He Lily, Li Yongkun, He Rong Lucy, Yau Stephen S-T
Department of Mathematical Sciences, Tsinghua University, Beijing 100084, PR China.
Department of Biological Sciences, Chicago State University, Chicago, IL, USA.
J Theor Biol. 2017 Aug 1;427:41-52. doi: 10.1016/j.jtbi.2017.06.002. Epub 2017 Jun 3.
Classification of protein are crucial topics in biology. The number of protein sequences stored in databases increases sharply in the past decade. Traditionally, comparison of protein sequences is usually carried out through multiple sequence alignment methods. However, these methods may be unsuitable for clustering of protein sequences when gene rearrangements occur such as in viral genomes. The computation is also very time-consuming for large datasets with long genomes. In this paper, based on three important biochemical properties of amino acids: the hydropathy index, polar requirement and chemical composition of the side chain, we propose a 24 dimensional feature vector describing the composition of amino acids in protein sequences. Our method not only utilizes the chemical properties of amino acids but also counts on their numbers and positions. The results on beta-globin, mammals, and three virus datasets show that this new tool is fast and accurate for classifying proteins and inferring the phylogeny of organisms.
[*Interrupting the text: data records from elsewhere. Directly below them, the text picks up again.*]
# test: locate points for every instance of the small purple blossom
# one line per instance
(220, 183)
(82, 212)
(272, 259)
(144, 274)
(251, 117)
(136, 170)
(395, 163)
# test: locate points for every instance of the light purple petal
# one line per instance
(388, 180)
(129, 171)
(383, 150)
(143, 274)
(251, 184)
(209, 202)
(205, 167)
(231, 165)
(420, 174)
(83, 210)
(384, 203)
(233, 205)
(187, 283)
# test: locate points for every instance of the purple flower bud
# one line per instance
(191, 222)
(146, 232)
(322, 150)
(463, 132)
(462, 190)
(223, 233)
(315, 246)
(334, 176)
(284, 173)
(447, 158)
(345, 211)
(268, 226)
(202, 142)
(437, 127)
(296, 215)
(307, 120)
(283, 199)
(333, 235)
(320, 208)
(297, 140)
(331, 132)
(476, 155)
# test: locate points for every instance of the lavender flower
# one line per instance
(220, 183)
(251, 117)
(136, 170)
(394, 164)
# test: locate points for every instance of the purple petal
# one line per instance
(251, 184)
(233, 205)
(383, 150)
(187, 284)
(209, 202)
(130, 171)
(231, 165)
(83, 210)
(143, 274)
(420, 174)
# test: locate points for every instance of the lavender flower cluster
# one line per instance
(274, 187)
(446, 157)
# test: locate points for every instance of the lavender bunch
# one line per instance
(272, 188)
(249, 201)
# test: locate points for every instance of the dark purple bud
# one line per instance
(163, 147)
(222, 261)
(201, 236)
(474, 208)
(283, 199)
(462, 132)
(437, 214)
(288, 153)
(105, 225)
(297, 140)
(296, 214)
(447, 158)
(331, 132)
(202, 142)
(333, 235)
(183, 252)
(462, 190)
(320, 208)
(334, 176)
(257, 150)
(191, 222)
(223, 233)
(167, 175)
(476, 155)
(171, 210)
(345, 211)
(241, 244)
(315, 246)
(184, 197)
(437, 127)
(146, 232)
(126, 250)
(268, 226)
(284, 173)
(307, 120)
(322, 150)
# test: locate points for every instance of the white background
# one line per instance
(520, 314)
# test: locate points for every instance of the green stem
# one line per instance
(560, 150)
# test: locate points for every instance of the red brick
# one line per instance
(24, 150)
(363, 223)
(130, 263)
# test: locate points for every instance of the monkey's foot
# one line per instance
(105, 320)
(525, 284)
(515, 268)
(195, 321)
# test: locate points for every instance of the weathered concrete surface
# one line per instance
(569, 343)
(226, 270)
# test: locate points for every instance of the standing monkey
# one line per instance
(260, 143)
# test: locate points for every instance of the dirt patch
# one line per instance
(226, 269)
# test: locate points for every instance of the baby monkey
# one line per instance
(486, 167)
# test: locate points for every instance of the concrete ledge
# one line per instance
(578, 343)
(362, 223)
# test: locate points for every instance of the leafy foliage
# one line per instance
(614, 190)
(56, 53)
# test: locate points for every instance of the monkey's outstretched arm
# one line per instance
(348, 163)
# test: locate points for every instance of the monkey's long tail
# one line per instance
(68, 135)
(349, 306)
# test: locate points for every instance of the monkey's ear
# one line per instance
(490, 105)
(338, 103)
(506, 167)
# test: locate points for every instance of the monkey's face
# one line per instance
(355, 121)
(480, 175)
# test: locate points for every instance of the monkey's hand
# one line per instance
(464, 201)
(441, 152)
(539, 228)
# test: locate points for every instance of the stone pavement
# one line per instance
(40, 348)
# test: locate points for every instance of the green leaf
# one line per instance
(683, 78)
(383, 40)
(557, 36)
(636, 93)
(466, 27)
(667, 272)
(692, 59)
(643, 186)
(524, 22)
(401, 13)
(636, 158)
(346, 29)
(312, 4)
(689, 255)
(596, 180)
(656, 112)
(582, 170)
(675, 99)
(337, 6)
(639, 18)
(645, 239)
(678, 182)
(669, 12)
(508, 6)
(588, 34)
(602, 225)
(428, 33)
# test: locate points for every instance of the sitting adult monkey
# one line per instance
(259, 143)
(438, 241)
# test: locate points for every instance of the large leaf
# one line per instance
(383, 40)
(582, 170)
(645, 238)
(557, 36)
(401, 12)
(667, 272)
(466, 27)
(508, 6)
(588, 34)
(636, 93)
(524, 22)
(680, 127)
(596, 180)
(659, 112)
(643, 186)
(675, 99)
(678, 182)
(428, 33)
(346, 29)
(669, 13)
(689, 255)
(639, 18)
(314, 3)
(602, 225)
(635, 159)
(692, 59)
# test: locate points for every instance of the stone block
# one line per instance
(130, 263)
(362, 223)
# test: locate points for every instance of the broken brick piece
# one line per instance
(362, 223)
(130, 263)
蛋白质分类是生物学中的关键课题。在过去十年中,数据库中存储的蛋白质序列数量急剧增加。传统上,蛋白质序列的比较通常通过多序列比对方法进行。然而,当基因重排发生时,如在病毒基因组中,这些方法可能不适用于蛋白质序列的聚类。对于具有长基因组的大型数据集,计算也非常耗时。在本文中,基于氨基酸的三个重要生化特性:亲水性指数、极性需求和侧链的化学组成,我们提出了一个24维特征向量来描述蛋白质序列中氨基酸的组成。我们的方法不仅利用了氨基酸的化学性质,还考虑了它们的数量和位置。在β-珠蛋白、哺乳动物和三个病毒数据集上的结果表明,这个新工具在蛋白质分类和推断生物系统发育方面快速且准确。